Now things might get actually accepted by willing participants, which might allow it to snowball and gain traction, which might convince one of those 3 to join at a later date.

They can't though. None of the participants hold cards that can convince the US, China, or India otherwise, as those 3 also represent around 42% of the global economy [0].

Additionally, other major polluters like ASEAN (Indonesia, Vietnam, Phillipines, Malaysia), Russia, the GCC (Saudi Arabia, UAE), and Turkiye turned down the invitation.

[0] - https://www.imf.org/external/datamapper/PPPSH@WEO/OEMDC/ADVE...

> If the world's 3 largest polluters (even if two of them are heavily investing in GreenTech) who represent ~54% of global emissions are not interested in the conversation

Even if India and China went 0 carbon today the world will continue heating due to historic emissions.

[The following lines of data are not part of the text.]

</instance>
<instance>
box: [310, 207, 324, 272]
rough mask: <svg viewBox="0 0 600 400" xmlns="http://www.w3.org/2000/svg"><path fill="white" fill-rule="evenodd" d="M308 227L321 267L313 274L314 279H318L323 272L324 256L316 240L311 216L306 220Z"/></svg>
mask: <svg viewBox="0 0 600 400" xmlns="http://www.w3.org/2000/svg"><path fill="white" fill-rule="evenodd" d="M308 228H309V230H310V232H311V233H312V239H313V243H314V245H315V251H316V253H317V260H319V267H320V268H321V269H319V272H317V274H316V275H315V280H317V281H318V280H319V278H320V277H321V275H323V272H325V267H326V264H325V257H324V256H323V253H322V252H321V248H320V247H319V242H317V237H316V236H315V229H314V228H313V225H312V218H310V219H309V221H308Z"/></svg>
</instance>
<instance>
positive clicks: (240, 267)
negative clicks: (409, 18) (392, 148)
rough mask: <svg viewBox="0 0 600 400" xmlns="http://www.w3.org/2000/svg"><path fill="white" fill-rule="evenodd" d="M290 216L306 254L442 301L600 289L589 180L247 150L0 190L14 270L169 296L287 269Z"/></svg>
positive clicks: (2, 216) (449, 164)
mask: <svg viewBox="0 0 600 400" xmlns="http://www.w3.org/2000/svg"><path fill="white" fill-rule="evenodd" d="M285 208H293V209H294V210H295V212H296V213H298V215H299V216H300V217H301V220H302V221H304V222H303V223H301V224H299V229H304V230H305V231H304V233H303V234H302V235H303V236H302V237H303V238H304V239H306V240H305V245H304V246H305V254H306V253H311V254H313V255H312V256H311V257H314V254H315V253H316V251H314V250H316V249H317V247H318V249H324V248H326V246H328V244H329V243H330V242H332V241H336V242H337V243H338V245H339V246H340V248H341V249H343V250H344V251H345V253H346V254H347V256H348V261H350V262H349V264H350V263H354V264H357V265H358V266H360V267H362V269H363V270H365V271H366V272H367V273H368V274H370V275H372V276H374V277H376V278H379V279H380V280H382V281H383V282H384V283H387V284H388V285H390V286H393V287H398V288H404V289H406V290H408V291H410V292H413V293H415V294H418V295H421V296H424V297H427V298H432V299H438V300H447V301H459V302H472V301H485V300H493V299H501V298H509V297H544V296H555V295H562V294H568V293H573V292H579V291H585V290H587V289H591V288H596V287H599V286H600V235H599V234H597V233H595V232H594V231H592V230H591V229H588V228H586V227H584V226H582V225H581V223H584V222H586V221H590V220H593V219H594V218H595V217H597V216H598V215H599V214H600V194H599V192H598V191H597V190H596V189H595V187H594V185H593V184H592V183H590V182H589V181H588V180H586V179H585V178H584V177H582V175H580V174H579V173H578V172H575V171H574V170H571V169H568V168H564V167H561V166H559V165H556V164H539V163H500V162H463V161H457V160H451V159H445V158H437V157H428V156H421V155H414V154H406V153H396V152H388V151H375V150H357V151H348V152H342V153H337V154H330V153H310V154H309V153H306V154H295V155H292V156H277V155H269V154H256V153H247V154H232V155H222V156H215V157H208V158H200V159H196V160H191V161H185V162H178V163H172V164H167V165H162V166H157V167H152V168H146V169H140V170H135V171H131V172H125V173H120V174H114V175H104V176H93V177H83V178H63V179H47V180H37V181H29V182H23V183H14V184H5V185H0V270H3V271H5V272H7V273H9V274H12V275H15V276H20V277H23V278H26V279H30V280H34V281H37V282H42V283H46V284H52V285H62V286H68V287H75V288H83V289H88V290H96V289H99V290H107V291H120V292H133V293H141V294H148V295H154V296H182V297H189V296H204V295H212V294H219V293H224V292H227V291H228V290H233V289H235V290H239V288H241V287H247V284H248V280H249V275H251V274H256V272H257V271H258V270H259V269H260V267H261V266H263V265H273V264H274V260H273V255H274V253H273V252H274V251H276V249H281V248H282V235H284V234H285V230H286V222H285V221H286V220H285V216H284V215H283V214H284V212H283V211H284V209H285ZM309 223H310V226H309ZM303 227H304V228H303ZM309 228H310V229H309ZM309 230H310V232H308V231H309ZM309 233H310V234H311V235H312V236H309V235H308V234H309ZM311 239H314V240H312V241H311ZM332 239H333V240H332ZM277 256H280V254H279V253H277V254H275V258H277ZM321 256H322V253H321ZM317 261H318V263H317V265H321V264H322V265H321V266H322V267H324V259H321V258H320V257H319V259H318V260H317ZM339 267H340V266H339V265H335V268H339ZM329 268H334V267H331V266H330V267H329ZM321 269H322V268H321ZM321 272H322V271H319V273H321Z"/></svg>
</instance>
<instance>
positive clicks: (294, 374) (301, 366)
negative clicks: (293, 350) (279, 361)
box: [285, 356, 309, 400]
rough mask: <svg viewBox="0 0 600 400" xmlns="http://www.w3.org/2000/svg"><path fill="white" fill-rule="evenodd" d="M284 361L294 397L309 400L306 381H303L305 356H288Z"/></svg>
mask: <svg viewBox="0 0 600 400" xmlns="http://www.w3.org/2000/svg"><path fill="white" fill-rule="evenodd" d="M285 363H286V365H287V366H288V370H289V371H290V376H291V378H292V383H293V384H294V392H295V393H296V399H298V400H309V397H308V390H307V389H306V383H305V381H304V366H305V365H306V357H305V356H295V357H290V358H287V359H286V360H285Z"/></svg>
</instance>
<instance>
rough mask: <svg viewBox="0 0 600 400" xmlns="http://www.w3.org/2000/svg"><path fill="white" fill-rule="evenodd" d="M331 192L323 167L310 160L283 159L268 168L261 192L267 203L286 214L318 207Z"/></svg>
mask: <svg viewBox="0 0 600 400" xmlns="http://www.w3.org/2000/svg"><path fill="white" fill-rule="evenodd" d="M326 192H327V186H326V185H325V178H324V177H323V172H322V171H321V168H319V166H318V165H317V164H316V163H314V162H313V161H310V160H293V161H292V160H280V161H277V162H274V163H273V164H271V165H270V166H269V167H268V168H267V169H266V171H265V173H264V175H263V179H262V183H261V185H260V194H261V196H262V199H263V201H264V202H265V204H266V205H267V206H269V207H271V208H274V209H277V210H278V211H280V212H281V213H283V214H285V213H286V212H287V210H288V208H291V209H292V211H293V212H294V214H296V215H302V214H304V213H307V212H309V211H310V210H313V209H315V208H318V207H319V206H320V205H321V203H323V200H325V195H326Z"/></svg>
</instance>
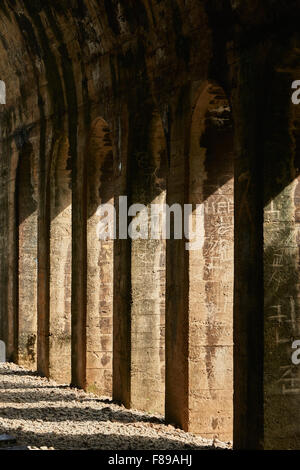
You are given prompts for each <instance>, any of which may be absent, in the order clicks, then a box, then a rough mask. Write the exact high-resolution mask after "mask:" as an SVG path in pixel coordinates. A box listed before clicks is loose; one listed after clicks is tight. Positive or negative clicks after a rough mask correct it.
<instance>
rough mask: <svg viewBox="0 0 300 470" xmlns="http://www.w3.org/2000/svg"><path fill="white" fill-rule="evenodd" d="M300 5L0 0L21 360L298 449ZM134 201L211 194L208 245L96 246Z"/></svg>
mask: <svg viewBox="0 0 300 470" xmlns="http://www.w3.org/2000/svg"><path fill="white" fill-rule="evenodd" d="M299 8H300V7H299V6H298V2H297V1H292V2H290V5H289V8H287V6H286V5H285V4H284V2H281V1H280V0H263V1H261V0H260V1H253V0H252V1H251V0H243V1H238V0H231V1H229V0H221V1H215V0H209V1H208V0H207V1H206V0H201V1H195V0H166V1H159V0H135V1H133V0H120V1H117V0H111V1H106V0H104V1H96V0H68V1H65V0H60V1H53V0H52V1H51V2H50V1H46V0H45V1H43V2H41V1H35V2H33V1H31V0H3V1H2V2H1V5H0V58H1V60H0V79H1V80H3V81H4V82H5V83H6V88H7V100H6V105H0V106H1V108H0V151H1V159H0V189H1V190H0V217H1V224H0V294H1V295H0V338H1V339H3V340H4V341H5V343H6V346H7V355H8V358H9V359H10V360H15V361H19V362H20V363H22V364H26V365H28V366H30V367H31V366H35V364H36V366H37V369H38V371H39V372H40V373H41V374H43V375H46V376H49V377H53V378H55V379H56V380H58V381H60V382H68V383H69V382H72V384H73V385H76V386H79V387H83V388H86V389H88V390H91V391H94V392H96V393H98V394H105V395H110V394H111V393H112V396H113V398H114V399H115V400H117V401H121V402H122V403H124V404H125V405H126V406H127V407H137V408H141V409H144V410H147V411H159V412H163V411H164V408H165V415H166V419H167V420H168V421H169V422H172V423H176V424H177V425H179V426H181V427H182V428H184V429H186V430H189V431H193V432H197V433H201V434H203V435H208V436H218V437H220V438H222V439H230V438H231V437H232V432H233V431H234V441H235V445H236V446H237V447H240V448H245V447H247V448H249V447H253V448H257V447H268V448H272V447H273V448H274V447H283V448H284V446H288V447H291V448H297V446H298V437H297V435H298V431H297V426H298V422H297V420H296V421H295V420H294V424H293V423H292V421H293V420H292V419H291V418H290V416H292V413H293V410H294V409H295V408H297V407H298V395H297V393H296V391H297V387H294V385H295V383H296V382H293V386H292V389H293V390H294V392H291V393H288V394H286V393H282V389H280V388H278V383H279V382H280V380H281V379H282V370H281V367H288V365H289V362H288V360H289V359H288V358H289V353H290V346H289V343H288V342H286V343H285V346H282V344H283V343H280V341H279V340H278V338H279V336H278V335H279V333H280V335H281V334H284V338H285V339H287V338H291V337H294V336H295V335H296V334H297V331H298V330H297V328H298V327H297V324H298V287H297V286H298V281H297V276H298V262H297V260H298V235H297V228H298V226H297V223H298V219H297V217H298V212H297V204H298V189H297V188H298V186H297V181H298V176H299V175H298V173H299V171H298V156H297V154H298V147H297V141H298V139H297V135H298V134H297V127H298V118H297V116H294V114H293V113H295V112H296V111H295V110H293V109H292V105H291V101H290V85H291V81H292V80H293V79H296V78H298V79H299V70H298V69H299V52H298V51H299V39H300V38H299V33H298V31H297V22H296V20H295V18H297V15H299ZM233 180H234V182H233ZM233 193H234V195H233ZM122 195H127V196H128V198H129V202H130V203H144V204H146V205H149V204H151V203H152V202H153V201H160V202H163V201H167V203H168V204H170V205H172V204H173V203H179V204H184V203H193V204H196V203H197V204H202V206H203V209H204V211H203V217H202V216H201V219H200V221H199V224H200V231H201V233H202V234H203V241H204V244H203V246H202V247H201V248H199V249H198V250H195V251H190V252H189V251H187V250H186V249H185V243H186V240H184V239H183V240H177V239H175V238H174V237H172V238H171V239H170V240H167V241H166V243H163V242H161V241H157V240H150V241H145V240H135V241H132V242H131V241H130V240H123V239H121V240H115V242H114V243H112V242H101V241H99V240H97V238H96V236H95V237H94V236H93V232H95V226H96V225H97V220H98V219H97V215H96V211H97V207H98V205H99V204H101V203H103V202H108V201H110V202H113V201H114V204H115V205H116V208H117V210H118V200H119V199H118V198H119V196H122ZM191 217H192V219H191V220H192V222H193V223H194V224H195V223H196V216H195V213H194V215H192V216H191ZM233 240H234V241H233ZM286 240H289V241H288V243H287V242H286ZM233 255H234V256H233ZM282 258H284V262H282ZM274 260H275V261H274ZM278 273H279V277H278ZM276 283H277V284H276ZM278 306H279V307H280V310H277V311H276V314H274V312H273V311H272V309H274V308H275V307H276V308H279V307H278ZM270 311H272V312H273V313H271V314H270ZM291 311H292V312H294V315H295V316H294V317H293V318H294V320H293V321H294V322H296V323H295V324H293V323H288V322H287V321H286V322H285V326H284V328H283V330H282V329H280V328H282V322H281V320H279V319H281V318H290V314H291ZM278 312H279V317H278ZM273 314H274V315H275V317H274V315H273ZM270 315H271V318H270ZM276 315H277V317H276ZM273 317H274V318H273ZM276 318H277V320H276ZM277 321H278V322H279V323H276V322H277ZM291 325H292V326H291ZM279 327H280V328H279ZM279 329H280V331H279ZM280 337H281V336H280ZM276 338H277V339H276ZM278 341H279V342H278ZM233 342H234V349H233ZM233 364H234V367H233ZM295 374H296V378H295V377H294V376H293V380H298V375H297V374H298V372H297V371H296V372H295ZM233 376H234V377H233ZM233 378H234V380H233ZM289 379H290V380H291V378H290V377H289ZM278 381H279V382H278ZM233 384H234V397H233V398H232V396H233ZM276 384H277V385H276ZM232 407H233V410H234V412H233V410H232ZM282 410H284V412H282ZM232 429H233V431H232Z"/></svg>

The US and Europe account for 54% of cumulative CO2 emissions. [1]

Not to mention there would be no conversation without China's manufacturing prowess that has made solar panels and batteries so cheap.

> the larger countries know they can eat the cost of climate change

I'm curious how you think India will "eat the cost" of losing most of its freshwater.[2] And if think you it's feasible to do so (which again, I don't see how), then it's even more important that they develop their economy to "eat the cost" right? You can't fault them for doing everything they can to grow their economy. It's not like anyone else is going 0 carbon either, and they're the most vulnerable large country.